Growing up as a Cambodian immigrant had not always been easy. When my family first came to America when I was a child it was such a long time ago, I only remember bits and pieces of the airport. Living in America was a very significant culture shock, and my family had difficulties resettling. No one was there to properly help us acclimate to the life my family knew in Cambodia and what America was. My parents didn’t have the time to learn English and just went to work. My family didn’t have a car when we first came to America, we walked, or my father rode a bike to work.

One of the first places we lived in wasn’t in a good neighborhood, I remember a lot of broken glass from that home until it burned down. My first winter, my first snow was a big shock to me, I remember being in a pink snowsuit reminiscent of the one from A Christmas Story, I looked like a big starfish. I’d never seen snow before, so I didn’t know what it was, I got sick from playing too long in the snow with my brother. Another big culture shock for me that winter was Santa. Santa had been explained vaguely to us, the idea of waiting anxiously all night for a bearded man in a red suit to arrive with a gift or grant a wish, as a child I wondered was this mysterious man God, was he Buddha. I was disappointed when my wish wasn’t granted, as a child I wondered if it was because I was a naughty child. I hadn’t been asking for much, I’d only wished to bring my family together, why could he grant all the other wishes but not mine.

Our family wasn’t rich, during the better times growing up in America, we had fun together and we took advantage of what nature had to offer.
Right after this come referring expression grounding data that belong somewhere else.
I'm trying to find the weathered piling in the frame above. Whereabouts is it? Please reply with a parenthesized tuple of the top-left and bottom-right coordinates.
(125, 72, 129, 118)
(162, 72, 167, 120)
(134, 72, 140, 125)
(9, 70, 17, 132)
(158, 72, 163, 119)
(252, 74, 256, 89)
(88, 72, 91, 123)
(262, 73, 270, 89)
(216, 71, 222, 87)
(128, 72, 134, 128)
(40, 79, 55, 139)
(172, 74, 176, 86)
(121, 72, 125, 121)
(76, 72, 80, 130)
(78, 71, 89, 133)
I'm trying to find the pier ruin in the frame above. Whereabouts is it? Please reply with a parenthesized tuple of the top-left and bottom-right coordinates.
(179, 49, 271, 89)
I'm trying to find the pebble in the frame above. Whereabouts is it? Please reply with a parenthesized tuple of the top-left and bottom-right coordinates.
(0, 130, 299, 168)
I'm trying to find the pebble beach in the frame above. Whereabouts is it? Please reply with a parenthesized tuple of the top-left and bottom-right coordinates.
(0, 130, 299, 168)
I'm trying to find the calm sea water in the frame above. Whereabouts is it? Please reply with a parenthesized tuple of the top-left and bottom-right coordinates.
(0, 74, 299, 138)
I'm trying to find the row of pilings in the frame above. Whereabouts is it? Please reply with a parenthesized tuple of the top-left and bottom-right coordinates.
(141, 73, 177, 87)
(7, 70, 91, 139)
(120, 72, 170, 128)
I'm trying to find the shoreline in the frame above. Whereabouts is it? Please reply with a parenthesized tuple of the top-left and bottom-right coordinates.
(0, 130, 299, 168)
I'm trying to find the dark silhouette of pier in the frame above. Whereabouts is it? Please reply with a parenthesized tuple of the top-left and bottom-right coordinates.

When we did get a car we went on long drives to the coast, we went on fishing trips to see the ocean and took walks in the mountains.

My family lived in Massachusetts, but it was long before Lowell became the Khmer community it is now. There was a feeling of isolation, of detachment from not only the Khmer community but the American community as well. I spoke Khmer well enough, but we did not live near other Khmer people for much of my childhood. American culture and Khmer culture often contradicted, some of my teachers were often mad at me for not speaking up enough or having eye contact; at home I would be yelled at for speaking when I wasn’t asked and for looking at my parents. At school I didn’t feel like I fit in with my classmates, I didn’t look like them and didn’t act like them no matter how I tried to fit in. Some accepted me, some didn’t, but I never felt like I belonged anywhere. As a child, I wondered if it was better where the rest of my family had gone, to Canada or to France.

Other than family interaction with the Khmer community was limited to none, as the community had not yet become what it is today. One of the few interactions with other Khmer people was when my family had sponsored a family, and my parents helped them get around and helped them to resettle in America. My parents gave the family advice they had not received when we first came to America, to go to school, to learn English first before getting a job. Not everyone understands what it truly takes to get acclimated to a new country, it’s hard, it’s difficult, it’s a lot of culture shock for someone coming from a foreign country, especially one that had been devastated by war and famine. My parents helped the Khmer family we sponsored by giving them the advice that would have helped them, that they did not receive when we first came to America.

Growing up in America, I had always felt like an outsider my friends and some of my classmates welcomed me, but I never felt like I truly fit in. It has taken me a long time to get to this point in my life. Today I do truly feel comfortable and confident with myself and with my culture. It wasn’t that I resented being Khmer, I just didn’t feel accepted, it felt like I didn’t belong. Since then, I’ve grown and matured and learned to love myself, to accept every part of me, especially my culture.